Walter Schenker, MAZ Partners.

(technical difficulty) since I think I'm the only person who wasn't from a sell-side firm. And to kill it but to do it quickly on troponin, you are well aware (technical difficulty).

Walter, you're breaking up there, can you repeat? You disappeared, Walter.

Okay, you are well aware of the standards the FDA is looking for a new point of care test for troponin.

Absolutely, Walter.

You have indicated that your test is, as best you could tell so far, coming in very close to central lab tests since you get to see both data.

Yes, I think we have proven that, Walter, in the independent trial by Fred Apple. Our data would be equivalent, indeed, better than some central lab systems when that was done. That's independent of us, okay?

And therefore the conclusion in question is the central lab level that you are -- have generally been comparable to on this trial would meet the criteria the FDA has indicated the need for a new approval -- I realize this is very simple -- for a new point-of-care troponin test.

I think you can -- that's a reasonable statement, Walter.

To be very clear -- to be very, very clear, we are absolutely confident that we might meet the FDA guidelines. Absolutely, we are confident about. And we feel that we meet by very comfortably with plenty of -- basically plenty to spare.

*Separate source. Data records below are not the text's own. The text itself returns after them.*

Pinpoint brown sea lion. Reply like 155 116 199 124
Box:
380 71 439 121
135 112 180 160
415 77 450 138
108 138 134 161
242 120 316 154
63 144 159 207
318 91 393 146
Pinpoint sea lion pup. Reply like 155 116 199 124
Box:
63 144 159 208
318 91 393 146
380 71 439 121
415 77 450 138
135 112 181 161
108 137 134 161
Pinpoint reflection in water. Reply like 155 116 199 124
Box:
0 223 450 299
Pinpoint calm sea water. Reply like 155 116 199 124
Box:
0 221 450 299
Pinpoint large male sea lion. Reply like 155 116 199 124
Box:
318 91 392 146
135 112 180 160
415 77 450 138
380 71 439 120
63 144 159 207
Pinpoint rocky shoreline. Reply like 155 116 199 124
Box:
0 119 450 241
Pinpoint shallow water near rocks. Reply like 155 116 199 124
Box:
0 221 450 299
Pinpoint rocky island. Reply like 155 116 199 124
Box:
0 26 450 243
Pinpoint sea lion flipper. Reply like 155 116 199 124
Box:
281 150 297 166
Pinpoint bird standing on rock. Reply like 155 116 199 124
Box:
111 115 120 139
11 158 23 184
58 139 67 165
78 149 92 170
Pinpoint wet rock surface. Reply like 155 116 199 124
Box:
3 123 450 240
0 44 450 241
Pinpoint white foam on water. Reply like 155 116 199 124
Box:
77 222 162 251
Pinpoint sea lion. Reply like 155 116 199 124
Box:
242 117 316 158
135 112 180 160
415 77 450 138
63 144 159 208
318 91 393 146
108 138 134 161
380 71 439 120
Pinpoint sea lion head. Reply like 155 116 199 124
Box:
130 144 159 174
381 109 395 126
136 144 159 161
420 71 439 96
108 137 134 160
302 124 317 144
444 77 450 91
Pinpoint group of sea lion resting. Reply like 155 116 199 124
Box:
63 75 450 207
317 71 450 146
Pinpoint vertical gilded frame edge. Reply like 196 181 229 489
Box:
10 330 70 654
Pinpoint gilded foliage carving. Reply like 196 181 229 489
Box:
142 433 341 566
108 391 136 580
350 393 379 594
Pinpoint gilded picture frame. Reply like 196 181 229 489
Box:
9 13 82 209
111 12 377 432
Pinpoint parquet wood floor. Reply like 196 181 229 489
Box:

And that would mean, just to again reiterate, you would be substantially more accurate than any of the current point-of-care tests in the marketplace.

Walter, we, again, we know that and it is not just -- it is independently proven. Again, if you look at some of the work Fred Apple did when he evaluated our product. The best product in the market, right now, undoubtedly, on point of care is the Abbott i-STAT product, okay? The others don't count as far as I'm concerned. The Abbott i-STAT product is the best product in the market. In an independent trial done by Fred Apple, again, about the year or 18 months ago, I noted two separate trials but the Trinity Biotech products, he got a sensitivity at time zero 75%. On the i-STAT products in a similar trial conducted about six months prior to that, he got a sensitivity of 32%. So that's just independent data. I have a 32%, Trinity Biotech, 75%. It's fair to say, we're better than Abbott based on that result, and that's independent, not done by us.

Okay, thank you very much.

Okay, thank you. I know we ran on a bit longer so sorry for being maybe too lengthy but in any event thank you to everybody and talk to you soon. Bye.

The conference has now concluded. Thank you for attending today's presentation. You may now disconnect.